4. La hausse s’appuie sur une base financière encore très rentable
Selon Apple, le trimestre se solde par 54,781 milliards de dollars de marge brute et 35,885 milliards de dollars de résultat opérationnel. La R&D grimpe fort, mais elle n’écrase pas encore la structure de rentabilité.
5. L’IA n’épuise pas l’explication
Les propos de Tim Cook et de Kevan Parekh indiquent bien une poussée liée à l’IA, mais aussi son ajout à la feuille de route classique. Cela renforce l’idée d’un double investissement : maintenir les plateformes actuelles et préparer la suivante.
Ce que cela peut annoncer pour les prochains trimestres
Si Apple a déjà engagé 34,04 milliards de dollars de R&D après trois trimestres, le total annuel 2026 devrait dépasser sans difficulté le record de 2025, sauf rupture brutale au quatrième trimestre. Le scénario le plus logique est donc une nouvelle référence annuelle, avec une intensité d’investissement qui restera élevée en 2027 si la course à l’IA embarquée, au silicium et aux services intelligents continue au même rythme.
Le vrai sujet n’est plus de savoir si Apple investit. C’est de savoir où cet argent va produire les premiers effets visibles. Nouvelles fonctions IA dans l’écosystème, optimisation locale sur appareil, nouvelles générations de puces, services enrichis ou nouvelle catégorie matérielle : à ce stade, une partie reste non communiquée.

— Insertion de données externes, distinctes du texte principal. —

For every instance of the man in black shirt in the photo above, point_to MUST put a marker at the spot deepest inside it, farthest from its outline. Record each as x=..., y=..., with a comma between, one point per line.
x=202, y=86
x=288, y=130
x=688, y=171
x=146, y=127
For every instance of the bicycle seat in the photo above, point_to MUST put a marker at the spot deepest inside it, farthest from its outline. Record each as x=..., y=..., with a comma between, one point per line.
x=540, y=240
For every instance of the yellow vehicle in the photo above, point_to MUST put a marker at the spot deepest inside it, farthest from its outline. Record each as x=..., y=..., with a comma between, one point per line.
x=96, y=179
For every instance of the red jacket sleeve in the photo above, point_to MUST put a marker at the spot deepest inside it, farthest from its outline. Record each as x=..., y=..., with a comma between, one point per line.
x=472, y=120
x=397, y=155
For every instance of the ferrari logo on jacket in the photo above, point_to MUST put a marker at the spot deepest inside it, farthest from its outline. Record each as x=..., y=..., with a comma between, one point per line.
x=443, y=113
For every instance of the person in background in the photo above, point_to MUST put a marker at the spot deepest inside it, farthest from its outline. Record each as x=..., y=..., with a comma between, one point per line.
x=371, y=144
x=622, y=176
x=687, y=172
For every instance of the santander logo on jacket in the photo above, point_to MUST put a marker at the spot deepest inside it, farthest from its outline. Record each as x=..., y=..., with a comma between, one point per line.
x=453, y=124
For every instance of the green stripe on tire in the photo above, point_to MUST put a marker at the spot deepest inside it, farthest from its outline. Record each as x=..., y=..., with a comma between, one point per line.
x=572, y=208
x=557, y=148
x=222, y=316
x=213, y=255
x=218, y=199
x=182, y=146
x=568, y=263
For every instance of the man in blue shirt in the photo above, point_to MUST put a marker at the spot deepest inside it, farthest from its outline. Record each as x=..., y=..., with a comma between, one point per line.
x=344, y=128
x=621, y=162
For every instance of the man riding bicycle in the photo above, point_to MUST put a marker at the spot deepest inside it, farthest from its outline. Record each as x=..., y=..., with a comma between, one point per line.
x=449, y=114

Et quand une information manque, il faut le dire clairement : détail d’affectation par projet, non communiqué.
Source de référence
Pour les chiffres officiels du trimestre, la source faisant autorité reste la page investisseurs d’Apple : https://www.apple.com/investor/earnings-call/
Mon avis :
Apple envoie enfin un signal sérieux sur l’IA : 11,73 Md$ de R&D au T3 2026, soit près de 34,04 Md$ depuis le début de l’exercice, presque autant que tout 2025, preuve d’un effort massif. Limite nette : le marché sanctionne déjà ce pari, avec un titre en baisse d’environ 4% après séance.